Dimensionless Groups by Entropic Similarity

TL;DR

This paper introduces a new class of dimensionless groups based on entropic similarity, analyzing processes through entropy production and flow rates to enhance understanding of fluid phenomena and expand traditional dimensional analysis.

Contribution

It proposes entropic similarity as a new framework for deriving dimensionless groups, including many traditional ones and new groups, for fluid mechanics and related fields.

Findings

Many traditional dimensionless groups can be derived via entropic similarity.

A large number of new dimensionless groups are identified.

The approach broadens the scope of dimensional analysis in science and engineering.

Abstract

We propose an additional category of dimensionless groups based on the principle of {\it entropic similarity}, defined by ratios of (i) entropy production terms; (ii) entropy flow rates or fluxes; or (iii) information flow rates or fluxes.

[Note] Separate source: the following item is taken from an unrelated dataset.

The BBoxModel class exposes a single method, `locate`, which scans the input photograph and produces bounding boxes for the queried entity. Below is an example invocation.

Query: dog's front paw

Since all processes involving work against friction, dissipation, diffusion, dispersion, mixing, separation, chemical reaction, gain of information or other irreversible changes are driven by (or must overcome) the second law of thermodynamics, it is appropriate to analyse these processes directly in terms of competing entropy-producing and transporting phenomena and the dominant entropic regime, rather than indirectly in terms of forces. In this study, we derive entropic groups for a wide variety of phenomena relevant to fluid mechanics, classified into diffusion and chemical reaction processes, dispersion mechanisms and wave phenomena. It is shown that many dimensionless groups traditionally derived by kinematic or dynamic similarity (including the Reynolds number) can also be recovered by entropic similarity -- albeit with a different entropic interpretation -- while a large number of new dimensionless groups are also identified. The analyses significantly expand the scope of dimensional analysis and similarity arguments for the resolution of new and existing problems in science and engineering.